Undermining the church? Or being it?
Some fairly rough stuff in the John Podesta email hack from Clintonites Jennifer Palmieri and John Halpin. While I don’t think they’re 100 percent wrong (or right) on the substance, the (private) tone they take toward conservative converts to Catholicism sure is condescending.
Less convincing is the anger over Podesta’s own comments on the notion of a “Catholic Spring.” Voices for Progress founder Sandy Newman emailed Podesta about the idea in 2011:
There needs to be a Catholic Spring, in which Catholics themselves demand the end of a middle ages dictatorship and the beginning of a little democracy and respect for gender equality in the Catholic church…. I don’t qualify to be involved and I have not thought at all about how one would “plant the seeds of the revolution,” or who would plant them.
From Podesta’s response:
We created Catholics in Alliance for the Common Good to organize for a moment like this. But I think it lacks the leadership to do so now. Likewise Catholics United. Like most Spring movements, I think this one will have to be bottom up.
To be clear, Podesta’s “we”—contra Sarah Pulliam Bailey’s writeup—isn’t referring to the Clinton campaign. This is from 2011, about orgs founded years before. “We” means either the Center for American Progress, which Podesta led at the time, or his broader orbit in center-left Washington—a circle associated with the Clintons but hardly coterminous with HRC For President.
Not that this distinction would do much to dampen the outrage—outrage!—some feel. Philadelphia archbishop Charles Chaput says Clinton has “an entourage riddled with anti-Catholic bigots.” Rod Dreher characterizes the groups in question as “front groups” meant “to secretly undermine Catholic teaching.” Oh, and there’s this from Dreher: “Podesta ought to be excommunicated.”
Okay then! But the problem with these responses isn’t their tone. It’s their narrow understanding of what the church is—and what movement organizing is.
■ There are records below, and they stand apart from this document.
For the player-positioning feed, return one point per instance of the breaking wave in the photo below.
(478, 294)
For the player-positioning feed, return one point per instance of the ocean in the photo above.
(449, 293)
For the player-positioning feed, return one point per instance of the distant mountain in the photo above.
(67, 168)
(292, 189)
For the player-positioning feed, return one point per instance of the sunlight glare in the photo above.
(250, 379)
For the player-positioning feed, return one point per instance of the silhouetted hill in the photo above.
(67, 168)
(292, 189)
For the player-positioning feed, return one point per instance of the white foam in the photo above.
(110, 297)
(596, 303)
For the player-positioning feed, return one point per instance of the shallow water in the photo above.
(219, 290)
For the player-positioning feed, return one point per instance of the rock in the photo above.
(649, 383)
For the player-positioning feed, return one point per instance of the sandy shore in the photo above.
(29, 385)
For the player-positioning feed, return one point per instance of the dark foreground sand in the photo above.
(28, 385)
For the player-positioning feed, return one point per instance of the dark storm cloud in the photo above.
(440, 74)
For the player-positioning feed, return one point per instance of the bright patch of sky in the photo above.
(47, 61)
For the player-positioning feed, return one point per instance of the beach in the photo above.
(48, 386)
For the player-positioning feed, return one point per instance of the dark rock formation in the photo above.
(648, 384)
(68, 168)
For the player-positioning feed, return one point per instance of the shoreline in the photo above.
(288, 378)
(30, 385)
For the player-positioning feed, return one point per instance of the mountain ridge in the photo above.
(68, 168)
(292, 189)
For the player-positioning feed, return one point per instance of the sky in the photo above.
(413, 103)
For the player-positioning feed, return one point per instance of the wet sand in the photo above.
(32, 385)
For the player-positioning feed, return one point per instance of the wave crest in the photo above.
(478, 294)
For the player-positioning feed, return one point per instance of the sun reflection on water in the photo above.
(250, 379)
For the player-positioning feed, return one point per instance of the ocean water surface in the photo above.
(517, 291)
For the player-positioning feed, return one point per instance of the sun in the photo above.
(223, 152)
When I encounter an exchange like Podesta and Newman’s, I see it through this lens: the classic tension between defining church from the top down (by the official leadership, inheritors of institutional tradition) vs. the bottom up (by the people, without whom you don’t have a church). Protestants know this tension; it exists writ small every time a Lutheran or Methodist pastor sits in a worship committee meeting deciding whether a given idea is bad enough to be worth overruling. In the Catholic Church it’s often writ a good bit larger.
One continually gets the sense, however, that traditionalists like Chaput and Dreher see a rather different tension: between those who define the church from the top down and those who seek to destroy the church.
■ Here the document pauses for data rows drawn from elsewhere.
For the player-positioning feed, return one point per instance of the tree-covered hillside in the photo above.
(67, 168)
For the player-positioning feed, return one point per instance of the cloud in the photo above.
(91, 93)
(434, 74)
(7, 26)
And such critics’ unwillingness to acknowledge bottom-up legitimacy extends beyond the “people’s church” to their understanding of political work. Now, these particular Catholic groups are very establishment Washington, hardly the grassiest of roots. But they aren’t just “front groups”! They involve actual American Catholics mobilizing others around shared values. As anyone who’s done that kind of work can tell you, it’s often a complicated mix of top-down and bottom-up, like church itself.
Podesta seems to be indicating that a more purely bottom-up movement is needed. But that doesn’t mean that the nonprofits in question are the polar opposite. And in any case, both are legitimate examples of public engagment by Catholic people. Podesta’s statement simply indicates that he understands the tension between top-down and bottom-up, institution and people. For his critics, the church equals the institution—and any group that challenges church leaders is a competing institution, seeking only to undermine. Even if that group happens to be comprised of individual Catholics.
Catholics in Alliance for the Common Good, for its part, says they’re not trying to reform the church, merely to “promote the settled issues of the church” that Archbishop Chaput et al. tend to downplay. But really, even if they were a reform group, that shouldn’t be controversial. That’s church, or part of it.